Jen Stark (born 1983 in Miami, Florida) is a multi-media American artist who lives and works in Los Angeles, California. Stark is best known for creating optical art using psychedelic colors in patterns and drips that mimic intricate motifs found in nature. On March 26, 2021, Stark became a notable NFT maker when Farzin Fardin Fard (3fmusic) won a bid to buy her piece Multiverse for 150 Ethereum.

==Early life==
Stark earned a BFA from Maryland Institute College of Art in 2005, majoring in fibers with a minor in animation.

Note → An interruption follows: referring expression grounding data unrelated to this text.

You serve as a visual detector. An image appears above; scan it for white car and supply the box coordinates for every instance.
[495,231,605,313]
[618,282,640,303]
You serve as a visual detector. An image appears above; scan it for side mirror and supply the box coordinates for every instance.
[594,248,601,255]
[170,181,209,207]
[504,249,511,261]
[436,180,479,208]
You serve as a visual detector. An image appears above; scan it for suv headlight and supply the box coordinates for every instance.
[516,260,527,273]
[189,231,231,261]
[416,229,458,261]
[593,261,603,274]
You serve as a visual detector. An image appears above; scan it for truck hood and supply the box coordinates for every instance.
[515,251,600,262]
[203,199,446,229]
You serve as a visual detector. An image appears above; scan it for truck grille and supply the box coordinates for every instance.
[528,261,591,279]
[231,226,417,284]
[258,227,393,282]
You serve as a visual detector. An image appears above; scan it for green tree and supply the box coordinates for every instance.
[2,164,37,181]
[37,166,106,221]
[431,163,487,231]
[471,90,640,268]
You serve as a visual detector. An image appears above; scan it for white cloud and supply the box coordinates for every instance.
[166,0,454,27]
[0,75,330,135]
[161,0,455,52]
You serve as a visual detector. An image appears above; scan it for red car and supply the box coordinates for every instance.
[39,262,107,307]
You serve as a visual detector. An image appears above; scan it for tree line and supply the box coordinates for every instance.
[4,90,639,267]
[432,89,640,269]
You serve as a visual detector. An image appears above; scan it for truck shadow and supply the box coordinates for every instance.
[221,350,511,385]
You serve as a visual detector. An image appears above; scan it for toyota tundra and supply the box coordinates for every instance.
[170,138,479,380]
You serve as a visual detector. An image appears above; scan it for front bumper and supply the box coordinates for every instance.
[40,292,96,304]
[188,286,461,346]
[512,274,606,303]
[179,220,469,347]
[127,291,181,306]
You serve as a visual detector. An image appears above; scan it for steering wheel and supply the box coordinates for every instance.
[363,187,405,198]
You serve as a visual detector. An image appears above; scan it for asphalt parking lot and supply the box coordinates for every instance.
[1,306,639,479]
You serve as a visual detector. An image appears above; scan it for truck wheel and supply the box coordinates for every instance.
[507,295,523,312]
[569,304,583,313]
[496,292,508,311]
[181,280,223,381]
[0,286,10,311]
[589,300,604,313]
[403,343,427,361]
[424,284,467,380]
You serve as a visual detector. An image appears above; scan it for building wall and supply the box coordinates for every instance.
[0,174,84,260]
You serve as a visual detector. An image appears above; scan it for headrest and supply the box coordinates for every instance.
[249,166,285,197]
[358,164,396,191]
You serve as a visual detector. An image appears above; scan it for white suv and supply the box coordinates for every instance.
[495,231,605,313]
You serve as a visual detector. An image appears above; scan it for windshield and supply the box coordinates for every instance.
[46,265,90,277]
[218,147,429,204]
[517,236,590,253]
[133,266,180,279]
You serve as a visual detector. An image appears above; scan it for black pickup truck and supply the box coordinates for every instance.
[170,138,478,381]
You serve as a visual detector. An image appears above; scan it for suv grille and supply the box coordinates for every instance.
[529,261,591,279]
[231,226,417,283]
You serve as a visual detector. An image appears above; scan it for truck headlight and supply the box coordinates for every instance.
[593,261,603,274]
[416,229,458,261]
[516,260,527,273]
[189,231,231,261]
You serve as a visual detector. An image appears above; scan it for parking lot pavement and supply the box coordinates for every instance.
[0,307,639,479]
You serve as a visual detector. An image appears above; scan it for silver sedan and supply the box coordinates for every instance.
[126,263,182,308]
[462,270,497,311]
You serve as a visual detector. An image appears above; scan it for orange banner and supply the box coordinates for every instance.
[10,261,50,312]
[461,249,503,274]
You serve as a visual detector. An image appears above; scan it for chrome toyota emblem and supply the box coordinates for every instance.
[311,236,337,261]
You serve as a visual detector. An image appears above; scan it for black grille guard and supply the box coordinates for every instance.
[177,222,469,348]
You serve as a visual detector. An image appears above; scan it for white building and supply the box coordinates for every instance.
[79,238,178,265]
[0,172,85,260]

While studying abroad, Stark could not afford expensive art supplies so she purchased colored construction paper and started to experiment with it. Eventually, working with paper would become a hallmark of Stark's practice.

==Bodies of Work==
Stark is known for her repetitive, intricate sculptures which often resemble patterns in nature. Stark's hypnotic work embraces replication as it mimics plant growth, evolution, topographical maps, infinity, fractals and the geometry of the universe. Although Stark is most recognized for her paper sculptures, she has explored a variety of media including wood, paint, mirrors, metal, and animation. Her signature creations combine a variety of materials that have acted as a catalyst for more established spiritual proclivity as expressed through hypnotic mandala-like configurations.

=== Sculpture ===
In addition to operating in a two-dimensional format, Stark migrates her aesthetic into three-dimensional sculpture. In 2019, the artist transformed the Joshua Liner Gallery in New York City from a typical white-cube gallery into a kaleidoscope of color and optical mass. The work in this solo exhibition illustrates Stark's interest in concepts such as, optical illusions, The Fibonacci Sequence, fractals, and Riemannian geometry that explores the theory of curved space in the flat universe.

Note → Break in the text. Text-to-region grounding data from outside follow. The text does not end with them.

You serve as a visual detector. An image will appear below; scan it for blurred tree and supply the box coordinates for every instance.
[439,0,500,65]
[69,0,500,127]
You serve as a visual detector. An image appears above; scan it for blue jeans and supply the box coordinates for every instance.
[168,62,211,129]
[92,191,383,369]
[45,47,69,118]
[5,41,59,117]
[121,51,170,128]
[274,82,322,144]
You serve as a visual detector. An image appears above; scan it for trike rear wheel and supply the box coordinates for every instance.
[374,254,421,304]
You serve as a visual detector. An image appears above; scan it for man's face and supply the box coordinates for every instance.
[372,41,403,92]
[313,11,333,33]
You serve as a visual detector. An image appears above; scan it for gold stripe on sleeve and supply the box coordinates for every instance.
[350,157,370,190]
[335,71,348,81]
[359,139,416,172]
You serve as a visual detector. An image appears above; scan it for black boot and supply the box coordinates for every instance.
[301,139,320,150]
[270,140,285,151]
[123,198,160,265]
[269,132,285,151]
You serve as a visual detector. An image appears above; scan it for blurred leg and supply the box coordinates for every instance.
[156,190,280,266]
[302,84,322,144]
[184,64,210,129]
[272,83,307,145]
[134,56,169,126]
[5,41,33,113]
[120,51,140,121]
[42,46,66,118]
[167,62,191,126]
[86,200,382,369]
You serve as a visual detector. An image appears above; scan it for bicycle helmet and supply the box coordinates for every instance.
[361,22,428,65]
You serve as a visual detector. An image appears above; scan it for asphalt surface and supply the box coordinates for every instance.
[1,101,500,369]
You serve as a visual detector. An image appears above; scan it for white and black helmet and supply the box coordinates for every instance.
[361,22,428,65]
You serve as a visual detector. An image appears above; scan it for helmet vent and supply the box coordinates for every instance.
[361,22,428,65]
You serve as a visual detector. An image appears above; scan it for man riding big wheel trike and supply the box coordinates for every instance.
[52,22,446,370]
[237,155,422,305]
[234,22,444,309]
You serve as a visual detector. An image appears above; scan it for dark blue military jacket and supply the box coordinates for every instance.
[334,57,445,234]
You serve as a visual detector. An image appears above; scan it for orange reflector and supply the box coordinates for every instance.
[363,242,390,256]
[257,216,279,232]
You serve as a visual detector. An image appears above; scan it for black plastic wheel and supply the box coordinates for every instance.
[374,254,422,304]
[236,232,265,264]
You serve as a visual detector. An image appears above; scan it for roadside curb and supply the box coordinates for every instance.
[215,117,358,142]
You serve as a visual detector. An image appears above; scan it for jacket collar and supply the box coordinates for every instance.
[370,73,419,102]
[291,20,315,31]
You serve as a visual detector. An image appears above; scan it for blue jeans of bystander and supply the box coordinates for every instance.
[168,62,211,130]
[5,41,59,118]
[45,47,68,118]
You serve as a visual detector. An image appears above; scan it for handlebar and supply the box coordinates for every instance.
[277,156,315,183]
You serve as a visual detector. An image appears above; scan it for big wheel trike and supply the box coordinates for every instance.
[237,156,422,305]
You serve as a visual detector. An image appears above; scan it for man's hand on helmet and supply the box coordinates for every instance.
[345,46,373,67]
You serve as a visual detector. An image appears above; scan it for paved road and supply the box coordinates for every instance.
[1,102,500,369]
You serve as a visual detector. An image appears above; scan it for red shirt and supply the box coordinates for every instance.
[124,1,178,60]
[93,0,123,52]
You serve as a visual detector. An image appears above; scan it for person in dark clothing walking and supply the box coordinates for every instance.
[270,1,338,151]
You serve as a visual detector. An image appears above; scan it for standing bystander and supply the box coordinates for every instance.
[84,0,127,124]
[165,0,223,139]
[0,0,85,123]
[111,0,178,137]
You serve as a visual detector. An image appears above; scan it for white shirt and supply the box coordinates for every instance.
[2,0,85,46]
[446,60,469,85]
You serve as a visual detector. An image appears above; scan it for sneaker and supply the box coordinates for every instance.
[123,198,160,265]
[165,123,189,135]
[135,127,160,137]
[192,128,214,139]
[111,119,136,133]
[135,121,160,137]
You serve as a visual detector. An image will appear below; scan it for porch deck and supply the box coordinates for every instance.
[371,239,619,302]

=== Public Art and Murals ===
Stark has completed outdoor and indoor murals throughout the country, ranging from Culver City to Fort Lauderdale to Montauk. In 2014, Stark created a vinyl interior of a bathroom inside Gagosian Gallery in Beverly Hills and the following year she painted a mural surrounding multiple connected office walls at the Facebook Headquarters in Menlo Park.

In 2020, Stark created a large-scale public art installation in Downtown Los Angeles called "Light Spectrum" out of translucent vinyl pigmented in psychedelic colors. The vinyl material casts a prism onto the ground as the sun transitions throughout the day.

=== Animation ===
Stark has created animations since 2005, at which point she made films entirely from intricately cut paper. In 2015, Stark was invited to create original artwork and animations for the 32nd MTV Video Music Awards.

== Corporate Collaborations ==
Stark has collaborated with corporate partners, lending her design to product packaging. In 2018, she worked with makeup company Smashbox to design a holiday collection called Holidaze. That same year, Stark offered several of her designs for Vans sneakers. In 2019, Stark created designs for Las Jaras Wines. In 2023, Stark collaborated with Skechers to create a limited-edition shoe collection with three unique designs. In 2026 Jen Stark worked with Samsung creating art for their TVs.

== Museum Collections and Exhibition History ==
Stark's work is collected worldwide, notably by the Smithsonian American Art Museum in Washington, D.C.; the Miami International Airport in Miami, Florida; the Museum of Contemporary Art, North Miami, Florida; The West Collection in Oaks, Pennsylvania; and the Crystal Bridges Museum of American Art in Bentonville, Arkansas.

In 2019, Stark had a solo show called "Color Cascade" at the Schneider Museum of Art in Ashland, Oregon. The exhibition featured work made from a range of materials, including wood, paper and motion and sound activated animation. In March 2021, Stark was one of three artists to participate in "Light the Night," a group exhibition featuring animations that were projected onto buildings in downtown Fort Lauderdale. Stark's work was projected on the NSU Art Museum Fort Lauderdale.